Prof. Dr. Jumpertz-von Schwartzenberg: Als Mitglied des IDM des Helmholtz Zentrums München an der Universität Tübingen, der Klinik für Diabetologie und Endokrinologie sowie auch als Leiter der klinischen Studienzentrale bin ich selbstverständlich Teil des DZD und bin dort auch in verschiedenen Akademien und Gremien tätig. Wir sind sehr eng mit den anderen Partnern des DZD verzahnt, vor allem bei der Durchführung der Multicenter-Studien. Das bietet natürlich den Vorteil, die zentralen Fragestellungen der einzelnen Studien zügig zu adressieren, und die gleiche Unterstützung erfahren wir auch in den von uns initiierten Studien. Zudem bietet die DZD-Infrastruktur erhebliche Vorteile, durch Kollaborationen zwischen den Zentren auch Querschnittsbereiche abzudecken und klinische Fragestellungen in den vorhandenen Kohortenstudien validieren zu können. Das alles ist nur mithilfe des DZD möglich.
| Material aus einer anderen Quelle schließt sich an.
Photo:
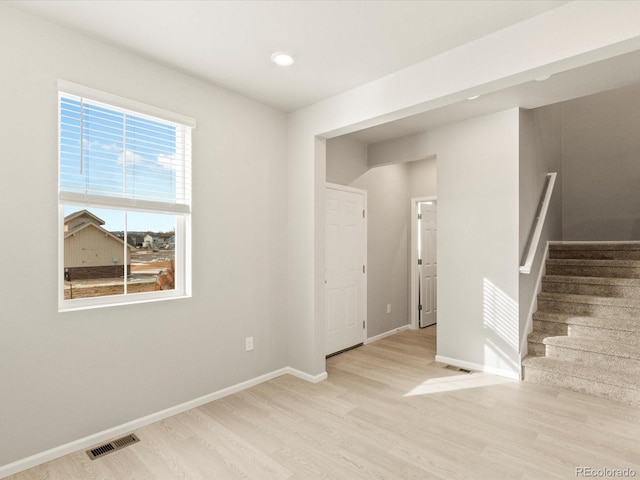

Was empfehlen Sie jungen Wissenschaftler*innen/Mediziner*innen, um in der Diabetologie erfolgreich zu sein?
Prof. Dr. Jumpertz-von Schwartzenberg: Gerade in der klinischen Forschung kommt es auf den berühmten „langen Atem“ an. Das gilt besonders für translationale Studien, in denen die Grundlagenforschung mit klinischen Studien kombiniert wird. Das zeigt z. B. der ca. dreijährige Review-Prozess unserer Nature-Studie aus dem letzten Jahr. Gerade junge Mediziner kennen im Rahmen der klinischen Patientenversorgung die Komplikationen, die auftreten können und das Leben von Patient*innen mit Diabetes maßgeblich beeinflussen. Ich empfand das stets als treibende Motivation für die eigene Forschung. Ein wichtiger Aspekt für Kliniker heutzutage ist sicherlich auch die Teilnahme an einem Clinician-Scientist-Programm, was neben der klinischen Tätigkeit auch geschützte Forschungszeit erlaubt, ohne dafür wesentliche Nachteile in der Facharztweiterbildung zu haben. Davon habe ich zu meiner Zeit an der Charité sehr profitiert. Ich finde zudem die DZD NEXT-Symposien und -Workshops ideal für Nachwuchswissenschaftler*innen – zum Austausch und für den engen Kontakt mit etablierten PIs im DZD-Netzwerk.